Not every night can be club night … sometimes you've just got to stay in, invite some friends over, and play board games. But just because you're not at the club doesn't mean you've got to turn in your goth card and play some Monopoly with the mundanes. There's plenty of spooky board games out there! Below are just few of my favorites:
1. Goth: The Game of Horror Trivia
This game was created specifically with members of the gothic subculture in mind. It features a board designed like a graveyard, with a burial plot for each of up to four players. As players move around the board, they answer trivia questions related to horror movies, music and bands, gothic literature, or other macabre subjects. For each question answered correctly, players gain tombstones to fill their plots with. The first to earn thirteen tombstones wins. This game is perfect for goths who pride themselves on their knowledge of the scene. Let's see how much you really know!
2. Morbid Curiosity
This death-centric card game recently launched after being funded on Kickstarter. Designed by a therapist and a historian, it combines death-related trivia with thought-provoking conversation starters so that you can learn about yourself and your friends as well as about death in general. The black trivia cards are mostly multiple-choice or true/false, while the white conversation cards ask open-ended questions about your thoughts, memories, or feelings on certain death-related topics. The rules are simple: the players go around reading one question at a time, from either the white or black decks. The card is awarded to whichever player correctly answers a trivia question first, or has the "most interesting" answer according to the reader, for the more open-ended questions. Whoever has been awarded the most cards by the end of the game wins. This game is part of the death positive movement and is great for getting your friends and family to face their own mortality and talk openly about death.

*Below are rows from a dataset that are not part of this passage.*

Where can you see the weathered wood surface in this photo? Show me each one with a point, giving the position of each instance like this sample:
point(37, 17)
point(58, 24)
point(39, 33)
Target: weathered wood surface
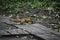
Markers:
point(38, 30)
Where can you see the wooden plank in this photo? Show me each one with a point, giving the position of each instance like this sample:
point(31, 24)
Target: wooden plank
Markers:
point(13, 32)
point(17, 31)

This cooperative board game is reminiscent of the classic Clue. The premise is that a man was murdered in his mansion, with only a ghost as a witness. One player takes on the role of this ghost and tries to communicate with the other players, who play as mediums trying to solve the mystery. The ghost sends visions to the mediums, represented by illustrated cards, to help them guess who committed crime, where it happened, and with what weapon. If the majority of mediums correctly identify the proper suspect at the end, then the ghost's business is finally complete and it can move on to the afterlife. This is the perfect game for all lovers of mysteries and ghost stories.

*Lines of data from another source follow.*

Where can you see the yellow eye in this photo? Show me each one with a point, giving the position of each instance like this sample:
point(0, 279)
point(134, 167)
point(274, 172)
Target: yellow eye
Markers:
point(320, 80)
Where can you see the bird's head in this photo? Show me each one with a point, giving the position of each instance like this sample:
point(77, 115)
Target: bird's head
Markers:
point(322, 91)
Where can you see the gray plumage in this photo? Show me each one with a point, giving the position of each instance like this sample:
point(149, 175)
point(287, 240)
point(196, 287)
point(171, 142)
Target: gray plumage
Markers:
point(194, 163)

Gloom is a hilarious tabletop card game where you screw your friends over by making them happy. In this game, two to four players are each given a family to play as. The object of the game is to make your own family suffer the most terrible tragedies before they die an untimely death. Negative event cards like "Mauled by a Manatee" or "Went Mildly Mad" played on members of your family decrease their self-worth. But you can also play positive event cards, such as "Was Delighted by Ducklings," on your opponents to thwart their mission of misery. A number of expansion sets exist for Gloom, as well as several themed spin-off versions such as Cthulhu Gloom and Gloom in Space. With its backwards nature and emphasis on the dull and depressing, Gloom is the perfect game for the morbidly morose among us.
5. Betrayal at House on the Hill
For those who like a little more complexity in their games and are down to spend some time reading the rules, Betrayal at House on the Hill is an excellent game. This one is a (mostly) collaborative board game set within a haunted house. The game is designed for three to six players, each of whom are given a specific character. Players explore the mansion, revealing new rooms as they go along. Eventually, the Haunt gets triggered, which introduces a particular monster or other scary scenario. The "betrayal" in the title refers to the fact that one of the players will end up turning traitor and joining with the ghosts and monsters. The game comes with dozens of different Haunt scenarios, many of which are influenced by tropes and classics of the horror genre, so you can play it again and again with new terrors every time.
Have you played any of these games? What other games would you bring to a goth game night?